Al escuchar estas palabras una sonrisa sardónica se estampó en los labios de Franz que contestó a Andrea adelantándose al Duca Alfonso.
―¡Venga, Marchese! Consideremos la escaramuza de hoy como agua pasada. Quiero condonar las deudas que tenéis conmigo. A fin de cuentas, mi amigo será sustituido admirablemente por vos, que sois mucho más valioso como compañero de aventuras comparándoos con aquel palurdo que habéis matado. Por lo que respecta a mi espada, mi katzbalger, os la quiero regalar. Yo tengo otras y ¡estoy seguro de que le daréis un buen uso!
―Una espada poco manejable, diría. De todas formas os lo agradezco y acepto el regalo, pero todavía no me parece suficiente garantía.
―Pero será suficiente, como garantía de mi buena fe, lo que el Duca me ha prometido como recompensa ―añadió Franz bajando la cabeza en señal de respeto al Duca y esperando que fuese este último el que tomase la palabra.
―¡Cierto! He prometido a Franz que, en el caso de que la misión tenga éxito, podrá volver, con todos sus derechos, a sus tierras del Sud Tirolo. Será nombrado Arciduca de Bolzano y tendrá la jurisdicción sobre la ciudad y sobre todo el valle del Adige. El Alto Adige se convertirá en territorio independiente y garantizaré yo mismo la protección de sus fronteras ante los ejércitos imperiales. Y será un estado que hará de colchón entre el Imperio y nuestra Italia, ahora que la mayor parte de los gobiernos italianos se están aliando con el Rey de Francia.
Andrea, pensativo, se tomó otra copa de vino. Se quedó durante un momento en silencio, a continuación volvió a hablar.

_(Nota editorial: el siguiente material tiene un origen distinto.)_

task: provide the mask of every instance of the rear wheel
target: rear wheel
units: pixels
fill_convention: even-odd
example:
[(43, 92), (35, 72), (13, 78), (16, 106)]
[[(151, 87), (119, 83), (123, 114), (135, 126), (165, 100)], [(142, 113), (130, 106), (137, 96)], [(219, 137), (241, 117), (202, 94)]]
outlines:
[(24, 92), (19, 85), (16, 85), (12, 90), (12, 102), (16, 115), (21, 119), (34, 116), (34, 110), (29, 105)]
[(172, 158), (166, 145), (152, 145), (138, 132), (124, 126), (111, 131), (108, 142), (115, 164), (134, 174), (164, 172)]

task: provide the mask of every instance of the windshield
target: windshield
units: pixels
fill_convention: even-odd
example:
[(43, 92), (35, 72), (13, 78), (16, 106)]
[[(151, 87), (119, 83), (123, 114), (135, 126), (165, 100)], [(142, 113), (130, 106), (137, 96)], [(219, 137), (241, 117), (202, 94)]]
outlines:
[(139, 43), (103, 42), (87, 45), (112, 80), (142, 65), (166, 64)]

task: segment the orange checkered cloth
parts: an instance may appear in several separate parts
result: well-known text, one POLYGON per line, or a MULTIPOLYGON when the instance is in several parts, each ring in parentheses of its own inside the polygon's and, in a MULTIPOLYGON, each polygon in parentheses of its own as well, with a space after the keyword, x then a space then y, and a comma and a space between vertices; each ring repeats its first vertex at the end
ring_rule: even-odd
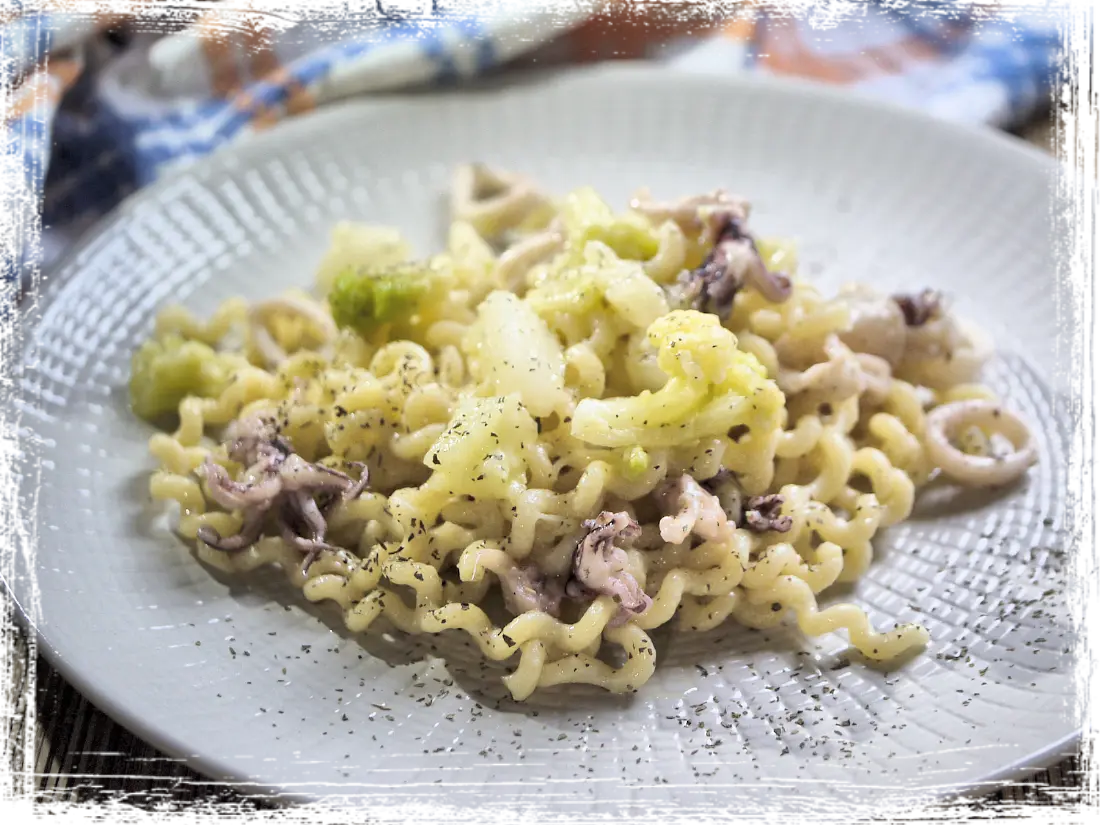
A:
POLYGON ((1100 65, 1100 2, 0 0, 0 330, 26 272, 169 164, 354 95, 623 58, 1005 124, 1100 65))

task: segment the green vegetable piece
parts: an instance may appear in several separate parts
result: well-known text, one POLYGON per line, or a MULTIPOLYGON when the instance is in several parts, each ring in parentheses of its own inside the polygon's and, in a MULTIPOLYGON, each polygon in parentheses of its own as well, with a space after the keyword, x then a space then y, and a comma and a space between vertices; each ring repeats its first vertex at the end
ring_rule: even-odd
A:
POLYGON ((432 273, 424 264, 344 270, 329 293, 332 319, 337 326, 369 338, 385 323, 408 320, 431 286, 432 273))
POLYGON ((212 398, 226 388, 230 370, 218 353, 180 336, 151 339, 131 361, 130 406, 145 419, 179 408, 187 396, 212 398))

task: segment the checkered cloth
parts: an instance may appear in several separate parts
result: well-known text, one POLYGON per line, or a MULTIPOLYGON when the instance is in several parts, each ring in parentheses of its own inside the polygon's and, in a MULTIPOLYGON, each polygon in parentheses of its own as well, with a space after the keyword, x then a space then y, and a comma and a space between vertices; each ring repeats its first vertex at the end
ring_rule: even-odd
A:
POLYGON ((1007 125, 1100 66, 1100 0, 0 0, 0 329, 170 164, 353 95, 616 58, 1007 125))

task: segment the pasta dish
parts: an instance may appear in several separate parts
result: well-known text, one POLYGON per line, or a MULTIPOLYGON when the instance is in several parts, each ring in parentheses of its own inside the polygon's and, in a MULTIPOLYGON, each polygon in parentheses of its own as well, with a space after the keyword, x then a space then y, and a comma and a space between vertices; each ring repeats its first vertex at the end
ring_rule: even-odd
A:
POLYGON ((138 415, 178 417, 153 496, 204 562, 277 564, 353 632, 468 634, 518 700, 638 690, 666 624, 919 648, 818 595, 917 488, 1009 484, 1034 441, 945 296, 823 295, 749 215, 475 164, 432 257, 341 223, 315 290, 161 314, 131 380, 138 415))

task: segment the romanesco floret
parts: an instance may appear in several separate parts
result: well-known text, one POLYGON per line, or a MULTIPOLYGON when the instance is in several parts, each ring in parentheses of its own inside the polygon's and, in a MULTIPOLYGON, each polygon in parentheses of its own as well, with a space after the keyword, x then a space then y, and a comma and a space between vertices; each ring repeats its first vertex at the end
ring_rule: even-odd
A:
POLYGON ((382 270, 346 268, 332 283, 332 320, 369 338, 382 326, 408 320, 432 292, 433 273, 417 263, 382 270))
POLYGON ((153 419, 179 408, 187 396, 212 398, 229 384, 230 364, 210 346, 170 334, 141 345, 131 361, 130 406, 153 419))
POLYGON ((565 197, 561 221, 569 246, 583 253, 590 241, 606 243, 619 257, 648 261, 657 254, 656 228, 636 212, 615 215, 594 189, 578 189, 565 197))

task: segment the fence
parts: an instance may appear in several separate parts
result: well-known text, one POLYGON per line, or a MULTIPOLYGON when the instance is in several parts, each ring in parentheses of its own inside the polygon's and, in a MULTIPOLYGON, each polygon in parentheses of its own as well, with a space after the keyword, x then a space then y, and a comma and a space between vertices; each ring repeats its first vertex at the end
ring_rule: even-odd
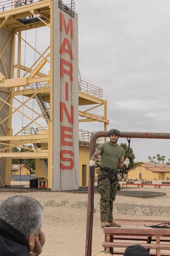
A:
POLYGON ((35 175, 11 175, 10 179, 13 181, 29 181, 35 178, 35 175))
MULTIPOLYGON (((79 129, 78 131, 78 138, 82 140, 90 141, 90 138, 95 132, 89 132, 88 130, 83 130, 82 129, 79 129)), ((98 143, 102 142, 103 141, 103 138, 99 137, 97 140, 98 143)))
MULTIPOLYGON (((25 4, 30 4, 43 0, 0 0, 0 12, 3 12, 9 9, 20 7, 25 4)), ((63 1, 59 0, 59 3, 62 6, 74 11, 75 9, 75 2, 71 0, 70 3, 65 4, 63 1)))

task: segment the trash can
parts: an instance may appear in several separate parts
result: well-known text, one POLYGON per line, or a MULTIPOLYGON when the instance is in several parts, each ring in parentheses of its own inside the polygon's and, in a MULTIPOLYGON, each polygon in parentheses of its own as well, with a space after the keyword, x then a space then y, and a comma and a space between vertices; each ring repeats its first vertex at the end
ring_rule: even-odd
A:
POLYGON ((38 188, 38 179, 30 179, 30 188, 38 188))

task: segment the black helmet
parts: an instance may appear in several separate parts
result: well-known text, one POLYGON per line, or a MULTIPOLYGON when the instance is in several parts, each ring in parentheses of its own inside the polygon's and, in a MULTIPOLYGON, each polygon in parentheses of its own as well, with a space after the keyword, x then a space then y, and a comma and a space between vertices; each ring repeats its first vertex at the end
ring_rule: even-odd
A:
POLYGON ((119 136, 120 135, 120 132, 117 129, 111 129, 111 130, 109 130, 109 135, 110 134, 116 134, 119 136))

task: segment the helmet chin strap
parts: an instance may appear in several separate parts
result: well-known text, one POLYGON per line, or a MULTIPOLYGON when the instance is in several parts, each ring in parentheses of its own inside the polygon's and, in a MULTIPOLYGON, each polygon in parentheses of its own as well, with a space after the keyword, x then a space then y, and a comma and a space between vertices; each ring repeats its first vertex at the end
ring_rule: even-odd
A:
MULTIPOLYGON (((112 141, 111 140, 110 135, 109 136, 109 138, 110 138, 110 142, 112 142, 112 141)), ((115 142, 114 142, 114 143, 116 143, 117 142, 117 140, 118 140, 118 138, 119 138, 119 136, 118 136, 117 140, 116 140, 115 142)))

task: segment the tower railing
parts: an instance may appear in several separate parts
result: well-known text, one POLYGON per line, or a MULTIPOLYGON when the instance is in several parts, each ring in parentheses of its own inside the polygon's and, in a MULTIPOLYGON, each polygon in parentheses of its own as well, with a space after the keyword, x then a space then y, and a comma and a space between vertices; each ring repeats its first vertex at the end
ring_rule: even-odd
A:
POLYGON ((42 1, 43 0, 0 0, 0 12, 42 1))

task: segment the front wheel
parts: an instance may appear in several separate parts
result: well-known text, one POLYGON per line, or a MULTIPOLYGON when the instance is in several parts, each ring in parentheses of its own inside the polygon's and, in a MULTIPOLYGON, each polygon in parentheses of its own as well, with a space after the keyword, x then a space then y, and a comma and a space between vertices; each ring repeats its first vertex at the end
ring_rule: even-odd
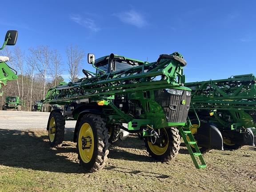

―Perfecto, me conviene. Entonces, pido perdón, pero estoy muy cansado y me gustaría retirarme a reposar. Franz… ¡Oh, os pido excusas! Arciduca di Vollenweider, nos vemos mañana por la mañana antes del alba en las caballerizas.
Y hablando de esta manera abandonó el salón, ostentando indiferencia. Pero en su corazón, las dudas continuaban asaltándolo. No se fiaba del germano y de ninguna manera bajaría la guardia, a pesar de la afirmación del Duca d’Este. Y tampoco se fiaba de Giovanni dalle Bande Nere. Sólo estaría a salvo cuando estuviese junto a Della Rovere en Sirmione. Incluso si tenía que volver a subir en aquel maldito galeón veneciano. ¡Mejor soportar los mareos que morir a manos de un godo!